Saturday, October 27, 2007

A 'Not so simple' Trig Problem

Now that we've cleared basic trig! Let's do Trig! With Integration! Yay!

Integral from 0 to Pi/4

of

(tan(x) - (tan(x)-1)/(tan(x)+1))dx

I would do it in math type, but I think that is simple enough.

Looking back at it (now that I know how to do it) it's not THAT hard, but like. How the hell was I supposed to know how to do it >.>

3 comments:

David Jin said...

Btw the answer is ...

...

Ln(2)

Yep. How gay is that.

Glen said...

Lol... Ok firstly, sort of scared to try your questions now, not sure if what I know on my syllabus even covers everything I should know to solve this.

Anyway, this is how far I got... Please assume all intergrals from 0 to Pi/4, I won't sub the values to the end (which I haven't come to yet)

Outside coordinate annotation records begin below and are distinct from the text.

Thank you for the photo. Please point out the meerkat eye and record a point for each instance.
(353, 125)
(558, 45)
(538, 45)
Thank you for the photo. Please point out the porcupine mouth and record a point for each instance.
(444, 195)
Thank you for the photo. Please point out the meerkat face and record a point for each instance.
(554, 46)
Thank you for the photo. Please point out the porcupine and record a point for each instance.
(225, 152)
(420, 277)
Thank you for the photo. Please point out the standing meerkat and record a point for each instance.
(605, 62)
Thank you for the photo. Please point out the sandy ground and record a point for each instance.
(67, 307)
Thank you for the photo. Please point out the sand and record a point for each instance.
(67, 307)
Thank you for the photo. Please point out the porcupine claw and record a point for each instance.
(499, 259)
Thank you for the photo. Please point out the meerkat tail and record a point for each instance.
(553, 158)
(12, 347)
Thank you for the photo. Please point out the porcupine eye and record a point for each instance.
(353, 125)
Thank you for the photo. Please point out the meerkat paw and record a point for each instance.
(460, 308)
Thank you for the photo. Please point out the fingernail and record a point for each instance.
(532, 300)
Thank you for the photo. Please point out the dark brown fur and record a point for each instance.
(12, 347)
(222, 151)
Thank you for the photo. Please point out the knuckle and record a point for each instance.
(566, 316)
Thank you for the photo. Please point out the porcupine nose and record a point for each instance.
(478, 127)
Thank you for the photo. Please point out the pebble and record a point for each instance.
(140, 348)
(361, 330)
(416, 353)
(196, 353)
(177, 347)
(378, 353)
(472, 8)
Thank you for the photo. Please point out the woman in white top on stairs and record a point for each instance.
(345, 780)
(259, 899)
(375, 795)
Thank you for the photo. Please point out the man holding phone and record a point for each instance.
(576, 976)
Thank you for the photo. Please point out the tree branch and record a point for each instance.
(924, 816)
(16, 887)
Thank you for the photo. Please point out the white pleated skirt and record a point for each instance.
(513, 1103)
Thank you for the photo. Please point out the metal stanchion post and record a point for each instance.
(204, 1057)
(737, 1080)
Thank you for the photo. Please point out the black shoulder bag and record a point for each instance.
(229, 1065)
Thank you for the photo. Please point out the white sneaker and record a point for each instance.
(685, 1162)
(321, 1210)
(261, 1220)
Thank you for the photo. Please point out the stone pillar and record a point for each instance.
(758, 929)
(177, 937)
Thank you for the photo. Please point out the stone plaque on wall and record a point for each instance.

From int(tan(x) - (tan(x)-1)/(tan(x)+1))

= -ln(cos(x)) - int((tan(x)-1)/(tan(x)+1))

(Split the tan(x)'s into sin(x)/cos(x))

= -ln(cos(x)) - int((sin(x)-cos(x))/(sin(x)+cos(x))

(Used a shitload of identities here, including multiplying by conjugate, sin^2(x)+cos^2(x)=1, 2sin(x)cos(x) = sin(2x), sin^2(x)-cos^2(x)=-cos(2x))

= -ln(cos(x)) + int((1-sin(2x))/(cos2x))

Which then left me with a problem... I have no idea how to integrate sec(2x). At this point I gave up, perhaps you could help by telling me how I do that, or (more likely) where I went wrong?

P.S I think this is wrong, checking with online integrators gave me answers so horrific that I got scared out of studying and into playing games.

Don't bother with mathtype imo, I can understand calculator format ^^

David Jin said...

IB believe in using the most explicit and fastest ways of obtaining answers. Hence no splitting of Tan was used in this problem (Biggest hint ever)